On Monday, October 16, 2017 11:27:06 AM EDT Richard Guy Briggs wrote: > On 2017-10-13 21:11, Paul Moore wrote: > > On Fri, Oct 13, 2017 at 3:54 PM, Richard Guy Briggs <rgb(a)redhat.com&gt; wrote: > > > Since these are already standalone records (since the context passed to > > > audit_log_start() is NULL) this info is necessary. > > > > For the record, I don't have a problem with converting standalone > > records to syscall accompanied records if that makes sense (not all > > audit events can be attributed to a syscall). > > I don't either. I think I've fixed a couple like that in the past when > I thought it made sense. My main objection to this is on wasting disk space and hurting search performance.
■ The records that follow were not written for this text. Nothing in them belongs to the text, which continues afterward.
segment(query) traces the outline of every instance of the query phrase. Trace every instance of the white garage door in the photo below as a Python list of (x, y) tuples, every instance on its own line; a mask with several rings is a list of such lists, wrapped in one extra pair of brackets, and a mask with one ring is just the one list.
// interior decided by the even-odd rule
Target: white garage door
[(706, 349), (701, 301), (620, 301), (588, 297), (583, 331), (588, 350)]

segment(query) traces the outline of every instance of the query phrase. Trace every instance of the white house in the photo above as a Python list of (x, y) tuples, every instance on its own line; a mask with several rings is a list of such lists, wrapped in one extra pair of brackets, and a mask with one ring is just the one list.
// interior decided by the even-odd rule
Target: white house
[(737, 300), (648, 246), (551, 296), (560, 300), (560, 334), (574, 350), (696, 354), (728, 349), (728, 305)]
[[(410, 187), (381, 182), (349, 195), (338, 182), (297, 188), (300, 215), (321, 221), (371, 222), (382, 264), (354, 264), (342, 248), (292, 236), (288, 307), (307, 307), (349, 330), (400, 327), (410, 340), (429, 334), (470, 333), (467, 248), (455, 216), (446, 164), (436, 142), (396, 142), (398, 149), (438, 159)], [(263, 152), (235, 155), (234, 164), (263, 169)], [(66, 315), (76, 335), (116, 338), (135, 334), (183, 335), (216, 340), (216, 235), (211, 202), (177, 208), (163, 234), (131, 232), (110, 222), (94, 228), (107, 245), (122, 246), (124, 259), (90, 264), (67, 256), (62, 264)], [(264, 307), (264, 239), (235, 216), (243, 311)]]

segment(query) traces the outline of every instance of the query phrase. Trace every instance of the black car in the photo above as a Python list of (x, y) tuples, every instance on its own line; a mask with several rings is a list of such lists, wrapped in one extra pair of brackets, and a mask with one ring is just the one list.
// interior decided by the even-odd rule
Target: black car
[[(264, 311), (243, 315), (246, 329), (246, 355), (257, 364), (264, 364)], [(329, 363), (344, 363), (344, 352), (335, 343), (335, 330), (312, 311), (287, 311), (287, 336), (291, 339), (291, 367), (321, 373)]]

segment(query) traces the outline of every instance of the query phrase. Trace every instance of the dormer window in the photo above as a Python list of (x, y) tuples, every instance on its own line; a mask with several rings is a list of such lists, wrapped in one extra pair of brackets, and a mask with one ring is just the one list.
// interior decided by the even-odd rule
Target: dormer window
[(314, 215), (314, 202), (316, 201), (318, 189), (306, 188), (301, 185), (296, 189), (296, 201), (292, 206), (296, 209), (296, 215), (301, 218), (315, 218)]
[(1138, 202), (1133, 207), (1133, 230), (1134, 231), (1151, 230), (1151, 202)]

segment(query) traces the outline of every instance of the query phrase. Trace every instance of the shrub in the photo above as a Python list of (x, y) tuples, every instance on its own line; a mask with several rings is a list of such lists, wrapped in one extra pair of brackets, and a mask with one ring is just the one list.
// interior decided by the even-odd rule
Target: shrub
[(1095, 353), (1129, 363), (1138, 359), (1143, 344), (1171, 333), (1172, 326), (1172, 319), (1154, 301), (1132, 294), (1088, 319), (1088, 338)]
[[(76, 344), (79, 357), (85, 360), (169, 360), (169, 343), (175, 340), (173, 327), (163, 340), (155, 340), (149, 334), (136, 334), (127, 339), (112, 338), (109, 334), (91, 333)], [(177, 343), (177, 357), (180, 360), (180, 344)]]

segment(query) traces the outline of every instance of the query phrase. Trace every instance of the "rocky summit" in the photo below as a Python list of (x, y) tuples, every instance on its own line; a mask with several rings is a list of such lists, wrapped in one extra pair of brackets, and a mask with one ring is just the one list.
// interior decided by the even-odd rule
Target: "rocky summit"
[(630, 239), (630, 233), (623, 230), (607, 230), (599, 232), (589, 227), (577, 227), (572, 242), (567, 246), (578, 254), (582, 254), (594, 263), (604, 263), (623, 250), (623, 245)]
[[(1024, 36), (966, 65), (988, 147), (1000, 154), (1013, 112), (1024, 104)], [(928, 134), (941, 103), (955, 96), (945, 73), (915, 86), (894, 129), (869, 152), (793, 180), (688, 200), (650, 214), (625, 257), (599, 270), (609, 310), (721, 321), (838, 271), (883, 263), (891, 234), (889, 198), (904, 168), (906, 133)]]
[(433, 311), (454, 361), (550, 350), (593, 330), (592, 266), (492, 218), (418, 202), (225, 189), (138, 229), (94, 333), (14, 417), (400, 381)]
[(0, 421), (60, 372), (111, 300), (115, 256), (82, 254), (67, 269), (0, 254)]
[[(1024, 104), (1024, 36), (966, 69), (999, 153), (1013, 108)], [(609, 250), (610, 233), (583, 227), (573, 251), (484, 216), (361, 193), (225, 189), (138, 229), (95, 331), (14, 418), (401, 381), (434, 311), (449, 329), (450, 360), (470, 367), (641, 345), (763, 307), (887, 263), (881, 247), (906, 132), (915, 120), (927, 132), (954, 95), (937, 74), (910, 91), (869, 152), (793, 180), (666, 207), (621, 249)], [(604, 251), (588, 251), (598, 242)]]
We don't need group information or extended uid information or the actual syscall because it will always be a write nor do we need the arch or arguments. It also eats more memory when parsing and we have lots of extra fields that now need strtok to iterate over. I'd almost rather add a task record because its more conservative, but syscall is the only kind of event that carries auxiliary records. We'd have to probably create something to do that if we did go that way. But it sounds like more trouble than just adding a couple required fields.